NO PASSING OFF

> Preventing the Passing Off of AI Content as Human Work This page explores the development of a **rule**—a practical and enforceable governance procedure—to address the challenge of distinguishing human-authored content from AI-generated content.

- Digital signatures and Proof of human. The signing of content prior to any assumption that it is not ai generated xxx.

- Yuval Harari is a good spokesperson for being clear about what is and what is not human authored. His voice can help define this NO PASSING OFF definition.

- We imagine a research group around this question. The creation of research wiki and then a Guide. We then imagine runiing micro-assemblies to test out and capture the ethical considerations of diverse and representative audiences.

- Finally we imagine, trining AI on this material, and beginning to run sustainable workshops both fictional and real to generate a new legal commons around a body of case law that considers the question - is thi passing off?

- AI can then be used as a low cost judge of whether passing-off has occured, Humans can dispute this claim, and a sustainably financed arbitration prcess can judicate, adding to the body of case law.

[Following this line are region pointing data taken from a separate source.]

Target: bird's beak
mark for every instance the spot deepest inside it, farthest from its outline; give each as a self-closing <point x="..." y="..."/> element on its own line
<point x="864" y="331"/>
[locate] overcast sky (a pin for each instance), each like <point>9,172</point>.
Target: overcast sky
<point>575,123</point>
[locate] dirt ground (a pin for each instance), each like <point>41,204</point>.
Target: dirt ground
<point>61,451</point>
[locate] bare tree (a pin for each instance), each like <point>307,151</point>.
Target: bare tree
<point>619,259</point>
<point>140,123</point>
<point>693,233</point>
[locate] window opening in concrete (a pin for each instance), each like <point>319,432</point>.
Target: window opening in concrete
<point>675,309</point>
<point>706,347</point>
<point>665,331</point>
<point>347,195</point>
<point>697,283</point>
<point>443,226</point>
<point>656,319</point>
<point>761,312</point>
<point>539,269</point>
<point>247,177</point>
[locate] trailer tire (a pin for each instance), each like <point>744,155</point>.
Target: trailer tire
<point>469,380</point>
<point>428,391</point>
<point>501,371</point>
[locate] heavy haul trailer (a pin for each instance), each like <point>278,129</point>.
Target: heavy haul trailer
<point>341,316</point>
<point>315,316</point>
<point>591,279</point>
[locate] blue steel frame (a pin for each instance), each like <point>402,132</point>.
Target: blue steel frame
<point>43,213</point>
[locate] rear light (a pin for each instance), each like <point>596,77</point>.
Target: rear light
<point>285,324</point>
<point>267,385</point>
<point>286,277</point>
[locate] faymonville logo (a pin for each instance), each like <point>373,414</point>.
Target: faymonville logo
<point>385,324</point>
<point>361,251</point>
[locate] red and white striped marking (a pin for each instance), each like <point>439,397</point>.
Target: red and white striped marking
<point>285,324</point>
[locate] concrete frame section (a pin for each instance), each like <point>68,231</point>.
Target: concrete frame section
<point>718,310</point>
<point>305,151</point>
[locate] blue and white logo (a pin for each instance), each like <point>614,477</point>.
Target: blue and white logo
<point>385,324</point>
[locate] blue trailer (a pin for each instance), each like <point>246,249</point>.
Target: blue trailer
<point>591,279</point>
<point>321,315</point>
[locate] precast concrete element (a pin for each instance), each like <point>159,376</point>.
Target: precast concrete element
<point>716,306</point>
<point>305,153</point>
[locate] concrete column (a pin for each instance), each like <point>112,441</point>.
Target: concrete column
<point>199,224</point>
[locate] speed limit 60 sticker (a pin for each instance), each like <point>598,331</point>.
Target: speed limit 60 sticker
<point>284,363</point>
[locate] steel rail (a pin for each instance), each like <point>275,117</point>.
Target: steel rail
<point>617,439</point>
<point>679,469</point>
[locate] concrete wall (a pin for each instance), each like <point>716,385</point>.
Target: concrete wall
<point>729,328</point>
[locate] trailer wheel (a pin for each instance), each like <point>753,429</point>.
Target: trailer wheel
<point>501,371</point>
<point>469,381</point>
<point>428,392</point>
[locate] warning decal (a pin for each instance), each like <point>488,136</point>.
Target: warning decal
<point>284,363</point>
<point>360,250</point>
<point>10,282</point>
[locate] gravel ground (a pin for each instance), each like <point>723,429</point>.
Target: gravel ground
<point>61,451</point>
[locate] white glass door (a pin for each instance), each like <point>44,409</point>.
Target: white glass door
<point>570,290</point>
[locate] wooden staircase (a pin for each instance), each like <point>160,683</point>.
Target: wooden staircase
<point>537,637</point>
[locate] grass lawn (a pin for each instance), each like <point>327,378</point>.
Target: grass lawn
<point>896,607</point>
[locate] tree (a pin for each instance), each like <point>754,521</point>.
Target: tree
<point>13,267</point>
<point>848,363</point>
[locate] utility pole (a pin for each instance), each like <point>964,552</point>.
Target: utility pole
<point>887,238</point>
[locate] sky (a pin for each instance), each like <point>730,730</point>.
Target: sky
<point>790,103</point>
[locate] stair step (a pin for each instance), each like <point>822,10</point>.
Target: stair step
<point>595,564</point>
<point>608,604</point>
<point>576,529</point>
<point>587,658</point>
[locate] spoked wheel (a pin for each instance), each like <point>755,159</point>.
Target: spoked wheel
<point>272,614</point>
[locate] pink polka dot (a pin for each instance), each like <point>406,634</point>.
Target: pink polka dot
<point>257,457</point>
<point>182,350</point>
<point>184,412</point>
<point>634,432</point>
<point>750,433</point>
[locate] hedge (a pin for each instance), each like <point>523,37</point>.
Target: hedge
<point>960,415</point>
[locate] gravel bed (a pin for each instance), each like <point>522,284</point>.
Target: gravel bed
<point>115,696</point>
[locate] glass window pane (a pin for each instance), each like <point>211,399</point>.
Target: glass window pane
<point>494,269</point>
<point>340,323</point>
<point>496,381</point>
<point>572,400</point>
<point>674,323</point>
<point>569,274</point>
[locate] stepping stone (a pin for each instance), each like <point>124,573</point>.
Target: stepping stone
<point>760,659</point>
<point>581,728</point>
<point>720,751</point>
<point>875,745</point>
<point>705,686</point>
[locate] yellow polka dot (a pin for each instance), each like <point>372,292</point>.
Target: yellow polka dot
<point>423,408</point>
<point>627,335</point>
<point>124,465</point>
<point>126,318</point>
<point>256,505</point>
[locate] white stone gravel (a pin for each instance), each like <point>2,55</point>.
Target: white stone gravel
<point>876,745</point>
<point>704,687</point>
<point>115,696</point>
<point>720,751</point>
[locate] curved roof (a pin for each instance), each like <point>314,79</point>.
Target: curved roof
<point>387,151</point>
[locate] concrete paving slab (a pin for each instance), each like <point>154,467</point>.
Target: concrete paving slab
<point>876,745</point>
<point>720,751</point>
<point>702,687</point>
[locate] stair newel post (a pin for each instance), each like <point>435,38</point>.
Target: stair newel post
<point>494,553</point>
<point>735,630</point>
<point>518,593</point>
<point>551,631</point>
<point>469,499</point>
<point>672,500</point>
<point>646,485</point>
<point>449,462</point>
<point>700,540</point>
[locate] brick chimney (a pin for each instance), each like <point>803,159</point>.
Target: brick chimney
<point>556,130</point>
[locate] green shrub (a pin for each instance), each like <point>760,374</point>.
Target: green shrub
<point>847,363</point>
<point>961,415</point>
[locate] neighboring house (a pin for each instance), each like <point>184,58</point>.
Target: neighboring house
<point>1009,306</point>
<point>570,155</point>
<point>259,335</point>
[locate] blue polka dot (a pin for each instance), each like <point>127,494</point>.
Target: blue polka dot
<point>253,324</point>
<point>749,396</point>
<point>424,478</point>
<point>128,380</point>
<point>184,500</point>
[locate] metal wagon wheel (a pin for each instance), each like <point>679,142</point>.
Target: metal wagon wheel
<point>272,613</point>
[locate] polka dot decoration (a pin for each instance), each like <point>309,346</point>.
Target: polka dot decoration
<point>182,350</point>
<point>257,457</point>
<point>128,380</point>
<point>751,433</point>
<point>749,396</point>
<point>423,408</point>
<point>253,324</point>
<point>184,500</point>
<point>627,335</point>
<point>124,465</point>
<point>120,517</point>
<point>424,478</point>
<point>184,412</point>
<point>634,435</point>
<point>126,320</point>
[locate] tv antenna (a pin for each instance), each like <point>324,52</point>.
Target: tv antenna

# Digital Signatures and Proof of Humanity Before any content can be presumed human-authored, it should be accompanied by a verifiable digital signature or a form of proof of humanity. These might include cryptographic signatures, biometric verification, or other verifiable attestations that link the content to a real person. This step helps ensure that authorship claims can be trusted, particularly in high-stakes domains.

## Defining No Passing Off The principle of No Passing Off means that no one should misrepresent AI-generated work as if it were created by a human. Public thinkers like Yuval Noah Harari have articulated the urgency of this distinction. Their voices can help define and legitimize the cultural and legal basis of this emerging rule.

# A Collaborative Research Group and Ethical Guide We propose the formation of a dedicated research group to maintain a living Research Wiki and produce a publicly editable Ethical Guide titled something like *Ethical Authorship in the Age of AI*. This guide would document best practices, edge cases, and community-sourced strategies to prevent AI-generated content from being passed off as human-made.

# Participatory Micro-Assemblies To ground this work in inclusive and diverse perspectives, we envision hosting micro-assemblies—small, deliberative public forums drawn from a broad demographic. These assemblies would debate and clarify ethical boundaries and help refine the rule through iterative community engagement.

# Training AI Judges and the Legal Commons As our body of research and case studies grows, it could be used to train AI judges—low-cost, automated evaluators that offer first-pass assessments of whether passing-off may have occurred. These judgments would not be final. Instead, humans could initiate dispute processes through a transparent and sustainably financed arbitration system. - AI Judges and Legal Commons - Robot Judges

The outcomes of these disputes would feed into a growing public database of decisions, forming a new legal commons—a shareable, open set of precedents for future cases.

# Hosting Workshops and Simulations To test and iterate this rule further, we imagine running both fictional (simulated) and real-world workshops. These could explore hypothetical cases, help train participants, and generate new insights. Over time, this effort may help establish an enforceable, broadly accepted framework for distinguishing and managing AI-generated content.